Hi everyone ! :slightly_smiling_face: I’m facing a...
# questions
m
Hi everyone ! 🙂 I’m facing an issue with Kedro-Viz. I have a node that performs a merge into a Delta Table. In this node, I pass two inputs: • the dataframe to be inserted, and • the destination Delta Table itself. Inside the node, I execute the merge logic directly. The problem is that Kedro-Viz treats the Delta Table as an input, whereas I’d like it to be represented as the output after the merge, so that the lineage is clearer and reflects the actual data flow. Is there a way to indicate which dataset is the true input and which one should be considered the final output in this kind of use case? Thanks for your help! 🙏
👀 1
r
Hi @Mohamed El Guendouz, If I understand correctly, your input and output dataset is the same ? This seems like an anti-pattern if we consider a node to be a pure python function and in-place mutations are discouraged. I would suggest you to have a destination dataset which points to the same location but a different entry in catalog. This way you will not modify the inputs to a node. Let me know if it works. Thank you
m
@Ravi Kumar Pilla Actually, the existing Dataset for managing Delta Tables only supports reading, not updating. The merge logic isn’t handled by the Dataset at all. 😞 So I’m forced to perform the merge myself inside a Python function rather than having it managed at the Dataset level. As a result, the node doesn’t return a dataset as output — it returns either
None
or just a flag to confirm that everything worked correctly.
r
I did not quite understand this. I got that your node returns None or just a flag. If the existing dataset only supports reading, how are you merging it into a delta table ? Is this an issue with KedroViz or you have issue doing
kedro run
too ?
As far as I understand, your setup is like - ds1 , ds2 -> func (ds1=ds1+ds2) -> None . This is not the recommended approach to mutate datasets.
m
@Ravi Kumar Pilla Thanks for your question! Let me clarify: The merge is done inside the node using the Python
delta
library (outside of Kedro’s Dataset abstraction). I load the existing Delta Table, run the merge logic programmatically, and then commit the changes. Since the current Dataset only supports reading, Kedro treats it purely as an input.
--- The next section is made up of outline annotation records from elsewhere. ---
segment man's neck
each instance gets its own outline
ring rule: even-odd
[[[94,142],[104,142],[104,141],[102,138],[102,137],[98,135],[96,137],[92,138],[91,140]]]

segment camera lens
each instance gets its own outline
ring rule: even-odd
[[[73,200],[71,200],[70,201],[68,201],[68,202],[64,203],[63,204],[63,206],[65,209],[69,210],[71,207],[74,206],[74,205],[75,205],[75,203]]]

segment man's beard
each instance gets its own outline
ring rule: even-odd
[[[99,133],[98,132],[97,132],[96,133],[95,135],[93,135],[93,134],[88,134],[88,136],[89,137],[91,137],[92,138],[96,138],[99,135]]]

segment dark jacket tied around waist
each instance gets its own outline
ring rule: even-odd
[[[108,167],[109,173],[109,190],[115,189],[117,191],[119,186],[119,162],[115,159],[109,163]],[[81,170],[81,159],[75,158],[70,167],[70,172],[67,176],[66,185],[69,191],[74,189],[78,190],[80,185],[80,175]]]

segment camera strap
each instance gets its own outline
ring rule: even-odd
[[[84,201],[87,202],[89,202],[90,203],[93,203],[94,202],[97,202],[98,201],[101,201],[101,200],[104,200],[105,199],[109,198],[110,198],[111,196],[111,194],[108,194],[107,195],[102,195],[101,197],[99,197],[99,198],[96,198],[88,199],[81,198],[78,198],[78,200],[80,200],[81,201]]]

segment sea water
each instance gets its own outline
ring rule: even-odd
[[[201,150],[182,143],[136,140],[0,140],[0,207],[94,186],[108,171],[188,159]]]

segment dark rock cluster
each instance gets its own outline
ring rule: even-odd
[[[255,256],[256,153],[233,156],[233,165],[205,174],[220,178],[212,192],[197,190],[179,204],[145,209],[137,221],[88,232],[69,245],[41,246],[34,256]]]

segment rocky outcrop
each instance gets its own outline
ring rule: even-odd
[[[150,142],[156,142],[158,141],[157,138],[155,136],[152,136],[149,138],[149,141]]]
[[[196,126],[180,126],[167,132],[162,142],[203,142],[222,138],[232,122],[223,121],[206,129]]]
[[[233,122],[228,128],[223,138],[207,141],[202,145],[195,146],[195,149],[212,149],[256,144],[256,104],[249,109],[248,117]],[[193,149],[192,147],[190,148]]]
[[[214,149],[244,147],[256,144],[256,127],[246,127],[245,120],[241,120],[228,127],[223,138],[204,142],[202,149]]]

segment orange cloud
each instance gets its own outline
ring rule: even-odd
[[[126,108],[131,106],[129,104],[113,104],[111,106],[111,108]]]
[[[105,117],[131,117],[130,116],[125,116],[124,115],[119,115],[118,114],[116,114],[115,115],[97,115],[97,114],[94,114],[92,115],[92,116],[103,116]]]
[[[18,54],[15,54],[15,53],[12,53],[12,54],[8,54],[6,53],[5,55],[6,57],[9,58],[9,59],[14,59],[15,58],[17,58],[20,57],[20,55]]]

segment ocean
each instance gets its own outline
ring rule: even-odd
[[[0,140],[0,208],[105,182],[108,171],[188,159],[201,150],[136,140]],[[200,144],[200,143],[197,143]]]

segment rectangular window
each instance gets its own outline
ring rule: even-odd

That’s why the node technically returns either
None
or a simple flag — the actual update happens internally and is not returned as a Kedro-managed dataset. So there is no issue when running
kedro run
, it works fine. The concern is mainly with Kedro-Viz, because the lineage shows the Delta Table only as an input, while in reality it is also the updated output. Here’s a simplified example of what the node logic looks like:
Copy code
from delta.tables import DeltaTable

def merge_into_delta(existing_table, new_data_df) -> None:
    
    delta_table = DeltaTable.forPath(spark, existing_table_path)

    (
        delta_table.alias("target")
        .merge(
            new_data_df.alias("source"),
            "target.id = source.id"
        )
        .whenMatchedUpdateAll()
        .whenNotMatchedInsertAll()
        .execute()
    )

    # No dataset returned, just return None or a flag
    return None
👍 1
r
Even if it is an updated output, since it is not part of the node
outputs
, kedro-viz will have no idea that this node outputs something. Let me see if there is a workaround. For now, I think KedroViz is working as expected considering your node does an update inplace and your node returns None.
m
Yes, I totally understand. The only issue is that the way the Dataset for Delta Tables was implemented, if I try to set the table as an output, it would raise a
DatasetError
😞
👍 1
This is really a problem for our team, both in terms of pipeline design and for Kedro-Viz.
r
To show the lineage in kedro-viz, a workaround could be having an output with a similar name (may be a memory dataset). But let me think if there is a better solution
m
Would it be possible to evolve the Dataset to handle merge and write operations for Delta Tables? This would simplify the node design and make Kedro-Viz lineage more accurate.
r
Yes I am looking at the delta tables code now. Is it possible for you to open an issue describing the pain points. This way we can track and prioritize in the upcoming sprints ? Thank you
m
Yes 👍 Bug report or feature request ?
r
A feature request would be nice. I also see a related spike - https://github.com/kedro-org/kedro-plugins/issues/542
We will try to address these issues in upcoming sprints. Thanks for your patience
m
@Ravi Kumar Pilla I’ve created an issue : https://github.com/kedro-org/kedro-plugins/issues/1223 🙂
thankyou 1
@Ravi Kumar Pilla Thank you for your help!
👍 1
r
Hi @Mohamed El Guendouz, In the meantime you can also create a custom dataset with the save operation something like - https://github.com/kedro-org/kedro-plugins/issues/542#issuecomment-1981483776 Thank you
👍 1